Annual NSF Grant Progress Report: Year 1 IRI-9619921

Elizabeth Shriberg and Andreas Stolcke

Summary of Progress

Year 1 of the project focused on two main efforts related to hidden-event modeling for conversational speech. One area was the modeling of hidden dialog-act level events, such as statements and questions, when the sentence boundaries are known. The second area was the detection of disfluencies and sentence boundaries, when neither the words nor the sentence boundaries are known. We briefly describe each of these efforts below.

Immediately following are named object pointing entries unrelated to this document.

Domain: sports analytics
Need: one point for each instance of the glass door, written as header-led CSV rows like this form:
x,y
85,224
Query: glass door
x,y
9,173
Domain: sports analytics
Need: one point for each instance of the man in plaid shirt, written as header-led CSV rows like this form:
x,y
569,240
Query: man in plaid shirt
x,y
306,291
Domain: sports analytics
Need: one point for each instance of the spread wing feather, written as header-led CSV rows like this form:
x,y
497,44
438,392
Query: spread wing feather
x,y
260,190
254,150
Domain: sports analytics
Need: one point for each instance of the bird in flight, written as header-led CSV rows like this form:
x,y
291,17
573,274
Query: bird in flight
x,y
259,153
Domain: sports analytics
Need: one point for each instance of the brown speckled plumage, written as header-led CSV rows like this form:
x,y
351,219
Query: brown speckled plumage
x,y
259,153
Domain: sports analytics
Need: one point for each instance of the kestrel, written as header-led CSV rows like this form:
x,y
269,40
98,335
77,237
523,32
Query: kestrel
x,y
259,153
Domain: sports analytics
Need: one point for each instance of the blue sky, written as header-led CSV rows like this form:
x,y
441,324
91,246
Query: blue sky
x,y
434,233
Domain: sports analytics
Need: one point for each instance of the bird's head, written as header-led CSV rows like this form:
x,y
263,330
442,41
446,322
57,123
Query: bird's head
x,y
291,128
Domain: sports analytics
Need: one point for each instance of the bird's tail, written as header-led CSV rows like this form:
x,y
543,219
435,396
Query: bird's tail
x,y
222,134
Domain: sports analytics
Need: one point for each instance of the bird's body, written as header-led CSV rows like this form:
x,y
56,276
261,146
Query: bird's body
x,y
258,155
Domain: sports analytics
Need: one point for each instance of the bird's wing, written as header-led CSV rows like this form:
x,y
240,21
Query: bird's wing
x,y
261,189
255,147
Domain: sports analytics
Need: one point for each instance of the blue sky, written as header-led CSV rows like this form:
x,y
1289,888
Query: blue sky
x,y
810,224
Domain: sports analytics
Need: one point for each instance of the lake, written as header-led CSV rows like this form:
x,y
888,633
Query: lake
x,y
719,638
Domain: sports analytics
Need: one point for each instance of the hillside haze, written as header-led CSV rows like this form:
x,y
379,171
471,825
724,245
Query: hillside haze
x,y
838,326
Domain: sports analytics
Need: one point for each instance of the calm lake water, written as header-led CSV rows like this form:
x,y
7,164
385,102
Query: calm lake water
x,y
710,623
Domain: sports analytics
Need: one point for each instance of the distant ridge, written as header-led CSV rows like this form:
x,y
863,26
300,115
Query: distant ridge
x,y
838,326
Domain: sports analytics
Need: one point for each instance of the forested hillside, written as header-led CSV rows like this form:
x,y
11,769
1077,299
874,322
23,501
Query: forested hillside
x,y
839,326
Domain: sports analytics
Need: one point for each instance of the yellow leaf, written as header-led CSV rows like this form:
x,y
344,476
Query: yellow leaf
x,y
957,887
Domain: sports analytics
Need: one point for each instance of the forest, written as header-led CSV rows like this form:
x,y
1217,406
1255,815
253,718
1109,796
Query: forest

Area 1: Dialog act modeling

The PI and co-PI attended the 1997 Summer Workshop at the Center for Language and Speech Processing at Johns Hopkins University (WS97), as members of a team of researchers investigating discourse modeling for spontaneous conversational speech. The other researchers on the team included D. Jurafsky (U. Colorado at Boulder, project leader), M. Meteer (BBN), P. Taylor (U. Edinburgh, UK), and C. Van Ess-Dykema (DoD), along with students R. Bates (Boston U.), N. Coccaro (U. Colorado at Boulder), R. Martin (Johns Hopkins U.), and K. Ries (CMU). Dr. Shriberg led the prosody modeling aspects of the project and co-designed the discourse annotation system. Dr. Stolcke co-developed the original project proposal with Dr. Jurafsky, and led the language modeling and model integration work. The six-week workshop was preceeded by year-long preparatory work and followed by extensive follow-up research and publication activities.

In the WS97 project on discourse modeling we pursued a two-fold goal. First, we wanted to develop methods for automatically labeling the utterances of a spontaneous human-to-human conversation as to their pragmatic function, such as Statement, Acknowledgment, Agreement, Question. This kind of analysis of utterance function (or `dialog acts') is a crucial first step in parsing a conversation for automatic speech understanding, e.g., for the purpose of summarizing the conversation. Second, the project investigated if and how speech recognition might benefit from modeling spoken language in terms of such dialog acts, instead of treating all utterances the same, as is currently done in most recognizer models. This seems plausible since, if one could first determine that an utterance is of a certain type (say, a Question), additional constraints could be imposed on the word choice during word recognition, hopefully to improve the recognition accuracy.

The WS97 project had close conceptual and technical connections to the Hidden Event Modeling (HWE) project. Both projects aim at a basic level of conversational speech understanding by recovering information that is hidden, given only the words. For example, one of the goals of HWE detection is to find utterance (sentence) boundaries. By using the discourse models developed at WS97, the identified sentential units can then be further categorized as Statements, Questions, and so forth. At the technical level, both projects shared the basic approach of combining word-level information (from a speech recognizer) and evidence from the prosody (melody and rhythm) of the speech to achieve their automatic labeling goals. Consequently, we were able to develop specific techniques, algorithms, and data resources that are now supporting the HWE work. These include a large parallel database of spontaneous speech transcripts, annotations, and prosodic features; training techniques for prosodic decision tree classifers; and techniques for integrating statistical language models and decision trees.

Experiments and results

All training and testing of discourse models used the Switchboard corpus of spontaneous human-to-human telephone conversations. A dialog act labeling scheme was developed to code discourse functions, and a group of students at CU Boulder labeled a 1.4-million-word subset of the corpus. For modeling purposes, we distinguished 42 distinct dialog acts.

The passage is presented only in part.